At what temperature will oxygen molecules have the same root mean square speed as hydrogen molecules at $200{\text{ K}}$.
$(i){\text{ 527 }}{}^ \circ {\text{C}}$
$(ii){\text{ 1027 }}{}^ \circ {\text{C}}$
$(iii){\text{ 1527 }}{}^ \circ {\text{C}}$
$(iv){\text{ 2927 }}{}^ \circ {\text{C}}$

Answer 1

Hint: The root means square speed measures the speed of gas particles at ideal conditions. Root means square speed depends on the molecular weight of the gas and the temperature of the gas at that point of time. Thus it measures the speed of all particles moving in random directions.

Formula Used:
${V_{r.m.s}}{\text{ = }}\sqrt {\dfrac{{3RT}}{M}} $
Where,
 $T{\text{ = }}$Temperature of gas
${\text{R = }}$Universal gas constant
${\text{M = }}$ Molecular weight of gas

Complete answer:
We know that root mean square speed is the measure of speed of gas particles moving in random direction at particular temperature. It is denoted by${V_{r.m.s}}$. We have a formula for the root means square speed as:
${V_{r.m.s}}{\text{ = }}\sqrt {\dfrac{{3RT}}{M}} $
From the above formula we observe that ${V_{r.m.s}}$only depends on the temperature of gas and the molecular weight of gas. Other quantities are constant in the above formula.

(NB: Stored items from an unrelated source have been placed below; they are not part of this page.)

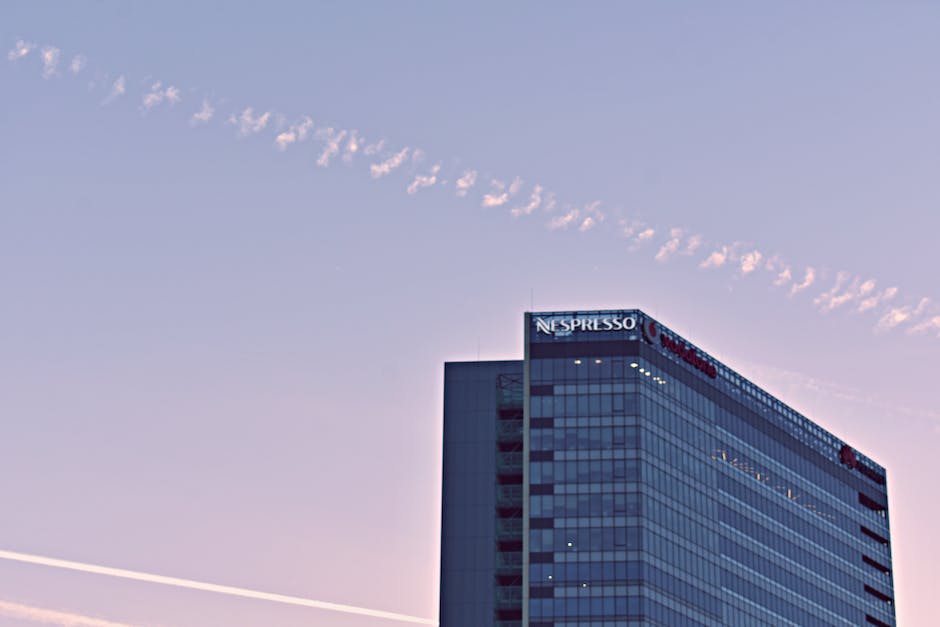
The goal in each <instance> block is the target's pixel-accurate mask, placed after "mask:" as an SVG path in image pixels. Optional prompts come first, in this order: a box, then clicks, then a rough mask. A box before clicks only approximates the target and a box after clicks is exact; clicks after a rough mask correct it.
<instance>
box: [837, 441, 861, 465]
mask: <svg viewBox="0 0 940 627" xmlns="http://www.w3.org/2000/svg"><path fill="white" fill-rule="evenodd" d="M839 461H840V462H842V463H843V464H845V465H846V466H848V467H849V468H858V466H859V464H858V457H856V456H855V451H853V450H852V447H851V446H849V445H848V444H843V445H842V448H841V449H839Z"/></svg>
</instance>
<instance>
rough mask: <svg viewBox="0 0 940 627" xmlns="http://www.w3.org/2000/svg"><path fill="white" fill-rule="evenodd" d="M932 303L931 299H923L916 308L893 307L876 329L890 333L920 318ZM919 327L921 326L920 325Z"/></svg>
mask: <svg viewBox="0 0 940 627" xmlns="http://www.w3.org/2000/svg"><path fill="white" fill-rule="evenodd" d="M929 303H930V299H929V298H921V299H920V302H919V303H917V306H916V307H911V306H910V305H905V306H903V307H892V308H891V309H889V310H888V311H887V312H886V313H885V314H884V315H882V316H881V318H880V319H879V320H878V324H877V325H876V328H877V329H878V330H880V331H889V330H891V329H893V328H895V327H897V326H899V325H902V324H904V323H905V322H910V321H911V320H913V319H915V318H917V317H919V316H920V315H921V314H923V313H924V311H925V310H926V309H927V305H928V304H929ZM918 326H919V325H918Z"/></svg>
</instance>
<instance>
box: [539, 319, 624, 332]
mask: <svg viewBox="0 0 940 627" xmlns="http://www.w3.org/2000/svg"><path fill="white" fill-rule="evenodd" d="M635 328H636V318H634V317H633V316H626V317H624V318H550V319H549V320H545V319H544V318H536V319H535V331H536V333H545V334H546V335H555V334H556V333H565V334H567V333H571V332H572V331H632V330H633V329H635Z"/></svg>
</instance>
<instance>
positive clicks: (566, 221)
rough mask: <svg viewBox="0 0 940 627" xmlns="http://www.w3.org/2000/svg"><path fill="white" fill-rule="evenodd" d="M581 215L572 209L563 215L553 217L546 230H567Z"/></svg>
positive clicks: (574, 209)
mask: <svg viewBox="0 0 940 627" xmlns="http://www.w3.org/2000/svg"><path fill="white" fill-rule="evenodd" d="M579 215H581V210H580V209H578V208H576V207H572V208H570V209H569V210H568V211H567V212H566V213H565V214H564V215H560V216H555V217H554V218H552V219H551V221H549V223H548V228H550V229H552V230H553V231H554V230H557V229H567V228H568V227H569V226H571V223H572V222H574V221H575V220H577V219H578V216H579ZM589 217H590V216H589Z"/></svg>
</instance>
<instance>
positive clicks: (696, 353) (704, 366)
mask: <svg viewBox="0 0 940 627" xmlns="http://www.w3.org/2000/svg"><path fill="white" fill-rule="evenodd" d="M643 339H645V340H646V341H647V342H649V343H650V344H655V343H656V340H659V344H660V345H661V346H662V347H663V348H664V349H666V350H667V351H669V352H671V353H673V354H675V355H676V356H678V357H679V358H680V359H682V360H683V361H685V362H686V363H688V364H689V365H691V366H692V367H694V368H696V369H698V370H701V371H702V372H703V373H705V374H706V375H708V376H709V377H711V378H712V379H714V378H715V377H717V376H718V369H717V368H715V364H713V363H711V362H710V361H708V360H707V359H705V358H703V357H702V356H701V355H699V354H698V351H697V350H696V349H694V348H692V347H691V346H689V345H688V344H686V343H685V342H682V341H681V340H676V339H673V338H671V337H669V336H668V335H666V334H665V333H663V332H662V331H661V330H660V328H659V325H658V324H657V323H656V321H655V320H650V319H649V318H647V319H646V321H645V322H644V323H643Z"/></svg>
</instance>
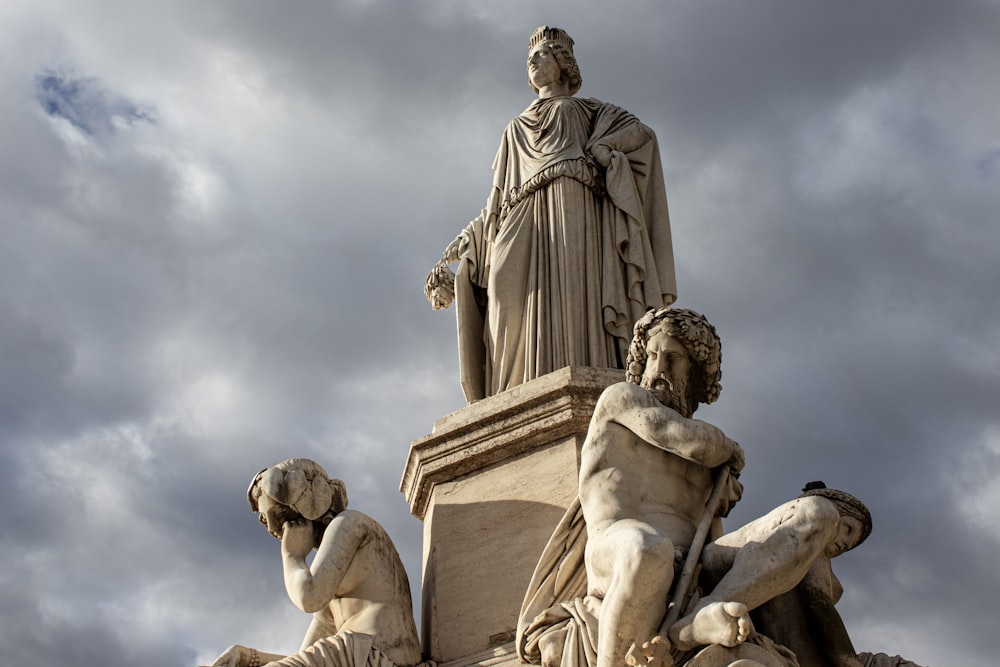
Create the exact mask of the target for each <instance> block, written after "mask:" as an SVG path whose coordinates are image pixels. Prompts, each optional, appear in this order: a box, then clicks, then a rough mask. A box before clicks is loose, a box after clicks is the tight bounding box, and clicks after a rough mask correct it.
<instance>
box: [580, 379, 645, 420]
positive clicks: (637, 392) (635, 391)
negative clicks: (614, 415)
mask: <svg viewBox="0 0 1000 667" xmlns="http://www.w3.org/2000/svg"><path fill="white" fill-rule="evenodd" d="M655 403H656V397H655V396H653V395H652V394H650V393H649V392H648V391H646V390H645V389H643V388H642V387H640V386H639V385H637V384H635V383H633V382H617V383H615V384H613V385H611V386H610V387H608V388H607V389H605V390H604V391H603V392H601V396H600V398H598V399H597V405H596V406H595V407H594V419H598V418H600V419H609V418H611V417H613V416H614V415H615V414H617V413H619V412H621V411H623V410H628V409H631V408H636V407H645V406H649V405H654V404H655Z"/></svg>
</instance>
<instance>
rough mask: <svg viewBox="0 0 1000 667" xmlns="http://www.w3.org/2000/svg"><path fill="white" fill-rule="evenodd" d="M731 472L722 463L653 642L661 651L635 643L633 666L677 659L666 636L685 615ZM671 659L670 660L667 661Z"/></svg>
mask: <svg viewBox="0 0 1000 667" xmlns="http://www.w3.org/2000/svg"><path fill="white" fill-rule="evenodd" d="M729 474H730V473H729V466H728V465H726V466H722V468H721V469H720V470H719V475H718V477H716V478H715V486H714V487H713V488H712V495H711V496H709V498H708V504H707V505H706V506H705V514H704V515H702V517H701V521H700V522H699V523H698V528H697V530H696V531H695V533H694V538H693V539H692V540H691V547H690V549H689V550H688V555H687V558H686V559H685V560H684V569H683V570H681V576H680V578H679V579H678V580H677V586H676V587H675V588H674V599H673V600H671V601H670V608H669V609H668V610H667V616H666V618H664V619H663V623H662V624H661V625H660V629H659V631H658V632H657V633H656V637H655V638H654V639H653V641H652V642H650V643H651V644H660V645H661V647H660V651H656V650H655V649H654V648H653V647H650V648H651V649H652V651H653V653H652V654H651V655H644V654H643V653H642V649H640V648H639V647H638V646H636V645H635V644H632V646H631V647H630V648H629V650H628V653H627V654H626V656H625V662H626V663H628V664H629V665H631V667H640V665H644V664H649V663H650V662H652V661H653V659H654V658H655V657H660V658H661V659H662V660H663V662H664V664H665V665H667V666H670V665H673V660H672V659H671V658H670V656H669V654H668V653H667V651H669V650H670V642H669V641H668V640H667V639H666V637H667V632H668V631H669V630H670V626H671V625H673V624H674V623H676V622H677V619H678V618H679V617H680V615H681V610H682V609H683V608H684V605H685V603H686V598H687V597H688V593H689V589H690V588H691V582H692V580H693V579H694V573H695V570H697V568H698V561H699V560H700V559H701V550H702V548H703V547H704V546H705V538H707V537H708V531H709V529H710V528H711V527H712V521H713V520H714V519H715V514H716V512H717V511H718V509H719V502H720V501H721V500H722V494H723V493H724V492H725V490H726V487H727V486H729ZM661 651H662V653H663V655H662V656H658V655H657V653H660V652H661ZM668 660H669V662H667V661H668Z"/></svg>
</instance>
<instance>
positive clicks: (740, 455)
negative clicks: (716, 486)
mask: <svg viewBox="0 0 1000 667" xmlns="http://www.w3.org/2000/svg"><path fill="white" fill-rule="evenodd" d="M729 444H730V445H731V446H732V448H733V454H732V456H730V457H729V462H728V464H727V465H728V466H729V472H730V473H732V474H733V475H734V476H736V477H739V475H740V471H741V470H743V466H745V465H746V464H747V459H746V454H744V453H743V448H742V447H740V443H738V442H736V441H735V440H730V441H729Z"/></svg>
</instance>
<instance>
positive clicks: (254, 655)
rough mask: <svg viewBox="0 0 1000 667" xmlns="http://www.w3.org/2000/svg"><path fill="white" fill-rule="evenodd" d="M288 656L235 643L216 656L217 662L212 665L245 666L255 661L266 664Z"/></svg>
mask: <svg viewBox="0 0 1000 667" xmlns="http://www.w3.org/2000/svg"><path fill="white" fill-rule="evenodd" d="M286 657H288V656H284V655H281V654H279V653H264V652H263V651H258V650H257V649H255V648H250V647H248V646H240V645H238V644H235V645H233V646H230V647H229V648H227V649H226V650H225V651H224V652H223V653H222V655H220V656H219V657H218V658H216V659H215V662H213V663H212V667H245V666H246V665H250V664H253V663H256V664H258V665H266V664H267V663H269V662H274V661H275V660H281V659H282V658H286Z"/></svg>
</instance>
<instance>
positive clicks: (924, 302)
mask: <svg viewBox="0 0 1000 667" xmlns="http://www.w3.org/2000/svg"><path fill="white" fill-rule="evenodd" d="M542 23H549V24H554V25H559V26H561V27H565V28H566V29H567V30H568V31H569V32H570V33H571V34H572V35H573V37H574V38H575V39H576V42H577V47H576V53H577V57H578V59H579V63H580V66H581V69H582V72H583V78H584V85H583V89H582V90H581V92H580V95H583V96H589V97H597V98H600V99H603V100H606V101H610V102H614V103H616V104H618V105H620V106H623V107H625V108H627V109H628V110H630V111H632V112H633V113H635V114H636V115H637V116H639V118H641V119H642V120H643V121H644V122H645V123H646V124H648V125H649V126H651V127H652V128H653V129H654V130H655V131H656V133H657V135H658V137H659V141H660V147H661V154H662V159H663V166H664V172H665V176H666V185H667V193H668V198H669V201H670V211H671V218H672V221H673V233H674V250H675V257H676V262H677V267H678V290H679V294H680V296H679V300H678V305H683V306H686V307H690V308H694V309H695V310H698V311H701V312H704V313H705V314H706V315H707V316H708V317H709V319H711V320H712V321H713V322H714V323H715V324H716V326H717V328H718V330H719V332H720V334H721V336H722V340H723V350H724V363H723V384H724V386H725V391H723V393H722V397H721V399H720V401H719V402H718V403H717V404H715V405H712V406H709V407H707V408H704V409H703V410H702V411H701V412H700V413H699V416H701V417H703V418H705V419H708V420H709V421H712V422H714V423H716V424H718V425H719V426H721V427H722V428H723V429H724V430H726V431H727V433H728V434H729V435H731V436H732V437H734V438H735V439H737V440H739V441H740V442H741V443H742V444H743V446H744V448H745V450H746V452H747V458H748V465H747V469H746V471H745V474H744V477H743V481H744V482H745V484H746V493H745V496H744V501H743V502H742V503H741V505H740V506H738V507H737V509H736V510H735V511H734V513H733V515H732V521H735V522H739V521H745V520H748V519H750V518H753V517H754V516H757V515H759V514H761V513H763V512H764V511H766V510H767V509H769V508H770V507H773V506H774V505H776V504H778V503H780V502H782V501H784V500H786V499H788V498H789V497H790V496H792V495H794V494H796V493H797V491H798V489H799V488H800V487H801V485H802V484H803V483H804V482H807V481H809V480H813V479H823V480H825V481H826V482H827V483H828V484H829V485H830V486H836V487H839V488H843V489H846V490H849V491H852V492H854V493H855V494H856V495H858V496H860V497H861V498H862V499H864V500H865V501H866V502H867V503H868V504H869V506H870V507H871V510H872V513H873V514H874V516H875V524H876V525H875V532H874V534H873V535H872V537H871V538H870V540H869V541H868V542H867V543H866V544H865V545H864V546H863V547H862V548H860V549H858V550H857V551H853V552H851V553H849V554H847V555H845V556H844V557H842V558H841V559H838V561H837V563H836V566H837V571H838V573H839V574H840V576H841V579H842V580H843V581H844V583H845V587H846V589H847V591H846V594H845V596H844V599H843V600H842V602H841V604H840V609H841V612H842V614H843V615H844V617H845V620H846V623H847V626H848V629H849V630H850V632H851V634H852V636H853V638H854V640H855V644H856V645H857V646H858V648H859V649H861V650H865V649H867V650H875V651H886V652H888V653H890V654H892V653H901V654H903V655H905V656H907V657H909V658H910V659H911V660H914V661H916V662H918V663H921V664H924V665H935V666H938V667H941V666H945V665H962V666H964V667H982V666H986V665H994V664H996V658H995V657H994V656H995V652H996V649H995V646H996V639H995V637H996V628H997V622H998V618H1000V611H998V606H997V605H998V603H997V601H998V600H1000V575H998V574H997V573H996V564H995V556H990V554H991V553H994V554H995V552H996V551H997V549H1000V514H998V510H1000V298H998V296H997V294H998V287H997V286H998V285H1000V267H998V260H997V255H998V250H1000V67H998V63H1000V5H998V3H997V2H995V1H993V0H978V1H977V0H968V1H953V2H922V1H916V0H885V1H882V2H878V3H874V2H860V1H859V2H854V1H848V2H837V3H834V2H823V1H821V0H815V1H813V0H795V1H791V0H788V1H785V2H780V1H777V0H773V1H772V0H761V1H758V2H753V3H750V2H738V1H735V0H734V1H728V2H727V1H719V2H694V1H692V0H676V1H671V2H654V1H653V0H649V1H646V2H640V1H622V2H617V3H614V4H612V3H603V2H601V3H598V2H593V3H581V2H570V1H569V0H565V1H564V2H549V3H540V2H533V1H529V0H506V1H505V2H503V3H500V2H496V3H485V2H480V3H471V2H460V1H458V0H439V1H430V0H428V1H412V2H409V1H408V2H402V1H400V2H388V1H384V0H382V1H380V0H369V1H363V0H357V1H354V2H334V1H333V0H326V1H321V0H309V1H307V0H301V1H298V2H292V1H285V2H278V1H276V0H230V1H222V0H217V1H215V0H209V1H206V0H171V1H170V2H144V1H143V2H139V1H137V0H5V1H4V2H3V4H2V5H0V90H2V91H3V92H2V94H0V463H2V465H0V505H2V506H3V507H4V508H5V511H4V512H3V515H4V520H3V521H0V563H2V567H0V655H3V656H4V661H5V662H7V663H8V664H17V665H21V666H23V667H42V666H48V665H56V664H67V663H68V662H69V661H72V662H73V664H79V665H97V664H101V665H112V666H115V665H123V666H124V665H134V664H143V665H151V666H191V665H196V664H208V663H209V662H210V661H211V660H212V659H213V658H214V656H215V655H217V654H218V653H219V652H221V651H222V650H223V649H224V648H225V647H226V646H227V645H229V644H231V643H236V642H239V643H245V644H251V645H255V646H258V647H259V648H262V649H267V650H273V651H290V650H293V649H295V648H297V646H298V643H299V641H300V640H301V637H302V634H303V633H304V631H305V628H306V626H307V624H308V619H307V618H306V617H305V615H304V614H302V613H301V612H299V611H298V610H297V609H295V608H294V607H293V606H292V605H291V604H290V602H288V600H287V598H286V596H285V593H284V590H283V587H282V583H281V576H280V559H279V555H278V545H277V543H276V542H274V540H272V539H271V538H270V537H268V536H267V534H266V533H265V532H264V531H263V530H262V529H261V528H260V526H259V525H258V524H257V523H256V521H255V519H254V517H253V516H252V515H251V514H250V513H249V510H248V508H247V506H246V501H245V497H244V492H245V489H246V485H247V483H248V482H249V480H250V478H251V476H252V475H253V474H254V472H256V471H257V470H258V469H259V468H261V467H264V466H265V465H269V464H273V463H275V462H277V461H278V460H280V459H283V458H286V457H289V456H308V457H311V458H315V459H316V460H318V461H320V462H321V463H323V464H324V465H325V466H326V467H327V468H328V469H329V470H330V471H331V472H333V473H336V474H337V475H338V476H340V477H342V478H343V479H344V480H345V481H346V482H347V484H348V488H349V489H350V493H351V499H352V505H353V506H354V507H356V508H358V509H360V510H362V511H365V512H367V513H369V514H371V515H373V516H374V517H375V518H377V519H378V520H379V521H381V522H382V523H383V524H384V525H385V526H386V527H387V529H388V530H389V532H390V534H391V535H393V537H394V539H395V540H396V542H397V545H398V546H399V548H400V551H401V552H402V553H403V556H404V559H405V561H406V563H407V566H408V569H409V571H410V578H411V581H412V582H413V585H414V589H415V595H416V590H417V589H418V587H419V559H420V524H419V522H418V521H417V520H416V519H414V518H413V517H411V516H410V515H409V512H408V508H407V506H406V504H405V502H404V500H403V498H402V496H401V495H400V494H399V492H398V490H397V488H398V483H399V478H400V475H401V472H402V468H403V463H404V461H405V458H406V453H407V448H408V446H409V443H410V441H412V440H414V439H416V438H418V437H421V436H423V435H425V434H427V433H429V432H430V429H431V426H432V424H433V422H434V420H435V419H436V418H439V417H441V416H443V415H445V414H447V413H449V412H451V411H453V410H456V409H458V408H460V407H462V406H463V404H464V401H463V398H462V394H461V391H460V389H459V387H458V382H457V372H458V371H457V355H456V351H455V334H454V314H453V312H452V311H443V312H434V311H432V310H431V308H430V306H429V304H428V303H427V302H426V301H425V299H424V297H423V294H422V285H423V280H424V277H425V275H426V272H427V270H428V269H429V268H430V267H431V266H432V265H433V264H434V262H435V261H436V260H437V259H438V257H439V256H440V252H441V250H442V249H443V248H444V246H445V245H446V244H447V243H448V242H449V241H450V240H451V239H452V238H453V236H454V235H455V233H456V232H457V231H458V230H459V229H460V228H461V227H462V226H464V224H465V223H466V222H467V221H468V220H469V219H471V218H472V217H474V216H475V215H476V214H477V213H478V211H479V209H480V208H481V207H482V205H483V203H484V201H485V196H486V194H487V188H488V186H489V183H490V180H491V174H490V165H491V163H492V160H493V157H494V153H495V151H496V147H497V145H498V140H499V137H500V133H501V131H502V129H503V127H504V125H505V124H506V123H507V121H508V120H509V119H510V118H511V117H513V116H514V115H516V114H517V113H518V112H519V111H520V110H522V109H523V108H524V107H526V106H527V105H528V104H529V103H530V101H531V99H532V93H531V91H530V90H529V88H528V86H527V83H526V77H525V73H524V59H525V55H526V45H527V38H528V35H529V34H530V32H531V31H532V30H533V29H534V28H535V27H536V26H537V25H540V24H542Z"/></svg>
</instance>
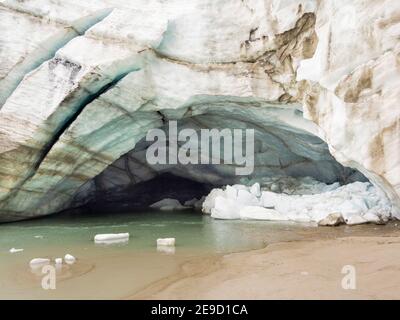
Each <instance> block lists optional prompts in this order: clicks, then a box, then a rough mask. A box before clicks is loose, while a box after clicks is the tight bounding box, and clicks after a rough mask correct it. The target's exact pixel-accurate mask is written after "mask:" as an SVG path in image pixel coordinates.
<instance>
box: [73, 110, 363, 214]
mask: <svg viewBox="0 0 400 320" xmlns="http://www.w3.org/2000/svg"><path fill="white" fill-rule="evenodd" d="M256 109H258V110H256ZM271 109H272V108H271ZM163 116H164V117H165V119H164V126H162V127H160V129H161V130H163V131H164V132H165V133H166V136H167V137H168V136H169V132H168V130H169V128H170V127H169V125H168V122H169V121H168V120H171V117H170V115H169V117H167V116H165V114H163ZM172 118H173V117H172ZM177 123H178V130H184V129H188V128H190V129H194V130H195V131H196V132H200V131H201V130H202V129H211V128H212V129H218V130H223V129H227V128H228V129H254V170H253V172H252V173H251V174H250V175H247V176H240V175H237V174H235V172H236V171H235V169H236V168H237V166H235V165H234V164H226V163H224V162H223V160H221V163H220V164H207V165H205V164H187V165H183V164H181V163H177V164H149V162H148V161H147V159H146V152H147V150H148V148H149V147H150V146H151V145H152V143H153V141H147V140H146V138H143V137H142V138H141V140H140V141H138V143H136V144H135V147H134V148H133V149H132V150H131V151H129V152H128V153H126V154H124V155H123V156H121V157H120V158H119V159H118V160H116V161H115V162H114V163H113V164H111V165H110V166H108V167H107V168H106V169H105V170H104V171H103V172H102V173H100V174H99V175H97V176H96V177H95V178H93V179H92V180H90V181H88V182H87V183H86V184H85V185H83V186H82V187H81V188H80V189H79V190H78V192H77V193H76V195H75V198H74V200H73V205H72V207H80V208H82V209H84V210H89V211H95V212H101V211H105V212H108V213H110V212H122V211H129V212H131V211H135V210H143V209H146V208H149V207H150V206H151V205H152V204H154V203H156V202H158V201H160V200H163V199H166V198H168V199H176V200H178V201H179V202H180V203H181V204H182V205H184V204H185V203H186V202H188V201H189V202H192V203H194V199H197V200H200V199H201V198H202V197H204V196H206V195H207V194H208V193H209V192H210V191H211V190H212V189H213V188H217V187H222V186H225V185H233V184H244V185H251V184H253V183H255V182H261V184H262V182H263V181H264V182H265V181H266V180H267V181H268V183H269V188H275V190H274V191H275V192H278V193H279V192H285V190H284V189H285V186H282V185H280V184H279V183H275V184H271V181H272V180H274V178H277V177H291V178H293V179H297V178H302V177H311V178H313V179H315V180H317V181H320V182H324V183H327V184H332V183H335V182H339V183H340V184H341V185H343V184H347V183H350V182H354V181H367V179H366V178H365V177H364V176H363V175H362V174H361V173H359V172H358V171H356V170H353V169H351V168H346V167H343V166H342V165H341V164H339V163H338V162H337V161H336V160H335V159H334V158H333V157H332V155H331V154H330V152H329V148H328V146H327V144H326V143H325V142H324V141H323V140H321V139H320V138H319V137H317V136H316V135H315V134H313V133H310V130H309V127H310V122H308V121H307V120H305V119H303V117H302V114H301V111H299V110H298V109H288V108H278V107H274V108H273V112H272V113H271V112H270V111H268V109H267V111H265V110H261V111H260V109H259V108H252V107H248V108H247V110H246V112H243V108H240V109H236V110H235V109H231V110H227V109H222V110H218V109H213V110H212V112H210V111H208V112H205V113H200V114H199V115H194V116H191V117H186V118H180V119H179V120H178V122H177ZM184 143H185V142H180V144H181V145H183V144H184ZM169 145H170V144H169V141H167V144H166V146H167V149H168V147H169ZM210 147H212V146H210ZM223 147H224V144H223V143H221V148H223ZM223 151H224V150H221V152H220V154H221V155H223V154H224V152H223ZM167 152H168V150H167ZM271 179H272V180H271ZM268 183H267V184H268ZM271 186H272V187H271Z"/></svg>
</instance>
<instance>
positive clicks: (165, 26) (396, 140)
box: [0, 0, 400, 224]
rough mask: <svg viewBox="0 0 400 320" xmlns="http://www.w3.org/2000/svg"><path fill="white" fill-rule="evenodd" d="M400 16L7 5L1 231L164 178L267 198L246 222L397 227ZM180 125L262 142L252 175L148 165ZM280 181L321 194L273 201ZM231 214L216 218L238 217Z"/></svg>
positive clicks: (125, 6) (191, 7) (194, 2)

Thus it can be deduced as:
${V_{r.m.s}}{\text{ }} \propto {\text{ }}\sqrt {\dfrac{T}{M}} $ ________________$(1)$
Now according to given question,
For oxygen molecule we have,
Molecular weight $ = {\text{ 16 }} \times {\text{ 2 g}}$
Molecular weight $ = {\text{ 32 g}}$
Temperature of gas $ = {\text{ T }}$
Now putting above value in equation $(1)$ we have,
${V_{r.m.s}}{\text{ }} \propto {\text{ }}\sqrt {\dfrac{T}{{32}}} $
Similarly for hydrogen molecule we have,
Molecular weight $ = {\text{ 2 g}}$
Temperature of gas $ = {\text{ 200 K}}$
Substituting values in equation $(1)$ we have,
${V_{r.m.s}}{\text{ }} \propto {\text{ }}\sqrt {\dfrac{{200}}{2}} $
Now according to question ${V_{r.m.s}}$ for both gases are equal. Therefore we can write as,
$\sqrt {\dfrac{T}{{32}}} {\text{ = }}\sqrt {\dfrac{{200}}{2}} $
Taking square of both sides and solving the equation we get,
$T{\text{ = 3200 K}}$
For converting it into degree celcius, subtract $273{\text{ K}}$from this value.
$T{\text{ = 3200 - 273 }}{}^ \circ {\text{C}}$
$T{\text{ = 2927 }}{}^ \circ {\text{C}}$
Hence at ${\text{2927 }}{}^ \circ {\text{C}}$ oxygen molecules have the same root mean square speed as hydrogen molecules at $200{\text{ K}}$.

Note:
Universal gas constant is constant for a given standard of units. Its value changes only when units are changed. The temperature should be taken in kelvin. After finding the result we may convert it into degree celcius. The weight which is taken must be the weight of a molecule of gas. It should not be atomic weight.